Outlaw—sneak-peeking tonight before moving to Fridays—starts in a direction of implausibility and keeps on going. The premise: Cyrus Garza (Jimmy Smits) is the most conservative justice on the U.S. Supreme Court, and the son of a famous and passionate liberal attorney. After his father dies in an accident, Garza re-examines his life and decides to embrace his father’s beliefs. He further decides that the legal system he works in is flawed, in such a way that he cannot do any good as a Supreme Court justice [!]. So he quits the bench and decides to become a freelance lawyer, traveling and taking on highly controversial cases.

On the face of it, that premise is not a terrible one for a TV show. In fact, sticking to just one of those premises (lawyer who use to be a SCOTUS judge, lawyer with a gambling problem, lawyer who’s questioning his life-long beliefs) would probably have been an even better premise for a TV show. But for it to work, Garza’s various decisions have to make sense in the context of being an believable person with plausible motivations for making such radical changes in his life. Instead, every action Garza takes is mainly explicable because he is a character on a TV show who must set up its premise.

It’s a stretch, for instance, that he would do a 180 on his bedrock political and legal beliefs simply because his father suddenly died. But OK: let’s take that as a given—let’s say it moves him to become some sort of liberal out of guilt, or filial obligation, or something. Mightn’t you think that Garza would want to honor his father’s legal beliefs by, say, putting them into action on the U.S. Supreme Court? Of course, there’s another rationale given for his leaving the court, but the most believable one is: otherwise, there wouldn’t be a show. (Well, there would. But Sally Field already made it and it got canceled.)
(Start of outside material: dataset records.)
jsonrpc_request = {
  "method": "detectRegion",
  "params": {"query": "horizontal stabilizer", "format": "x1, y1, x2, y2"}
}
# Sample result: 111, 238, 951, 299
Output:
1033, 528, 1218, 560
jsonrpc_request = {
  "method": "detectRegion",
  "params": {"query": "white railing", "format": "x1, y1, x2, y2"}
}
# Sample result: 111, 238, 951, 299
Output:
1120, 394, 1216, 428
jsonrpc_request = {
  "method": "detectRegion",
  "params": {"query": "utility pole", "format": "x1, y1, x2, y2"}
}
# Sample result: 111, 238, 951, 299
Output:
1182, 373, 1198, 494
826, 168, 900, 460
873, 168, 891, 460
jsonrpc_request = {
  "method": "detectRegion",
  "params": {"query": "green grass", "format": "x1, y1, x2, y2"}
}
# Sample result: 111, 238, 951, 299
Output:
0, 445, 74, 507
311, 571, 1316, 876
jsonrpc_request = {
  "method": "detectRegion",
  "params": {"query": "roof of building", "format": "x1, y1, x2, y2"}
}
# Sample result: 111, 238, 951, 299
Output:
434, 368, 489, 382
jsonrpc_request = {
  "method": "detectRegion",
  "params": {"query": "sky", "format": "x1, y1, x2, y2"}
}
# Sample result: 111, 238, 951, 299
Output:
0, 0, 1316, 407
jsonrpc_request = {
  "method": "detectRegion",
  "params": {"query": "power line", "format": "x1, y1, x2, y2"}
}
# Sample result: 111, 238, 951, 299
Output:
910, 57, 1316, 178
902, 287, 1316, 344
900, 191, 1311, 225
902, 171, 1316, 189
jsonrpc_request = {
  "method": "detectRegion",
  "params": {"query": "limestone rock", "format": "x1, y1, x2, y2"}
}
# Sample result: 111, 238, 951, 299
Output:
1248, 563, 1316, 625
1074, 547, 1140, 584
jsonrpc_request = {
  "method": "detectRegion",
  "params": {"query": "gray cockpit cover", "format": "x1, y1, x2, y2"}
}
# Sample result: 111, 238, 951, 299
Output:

There’s a show all right, but it’s a conflicted, and sometimes plain silly, mess of a show. It wants to have fun with the high life that the outspoken “playboy” Garza lives, and it wants to have a high-minded take on the legal buzz-issues of the day. (Episode 2 is already taking a swing at Arizona’s immigration-enforcement law.) Which again, could work with better writing and a more grounded characterization, but instead the show just lurches between tones, and the lead performance, between Smits having a lark as a rascally rebel and Smits in high-dudgeon mode.

It might be interesting to see how the politics of Outlaw are read by the audience. On the one hand, you could say it’s a liberal fantasy (basically, wouldn’t it be nice if a Roberts or Alito or another long-lived conservative judge saw the light and left the bench?). You could make the case that it endorses a conservative view of jurisprudence, as Garza basically decides that a SCOTUS justice does not have the authority to enact the kind of liberal principles he’s decided to espouse. Or you could see it as a nonpartisan indictment of, I don’t know, the ineffectiveness of “the system,” whatever that is—which allows Outlaw to end up in the each-side-has-a-point safe corner that broadcast “issues” dramas like this generally retreat to.

I’m just going to render summary judgment, though, and call it silly.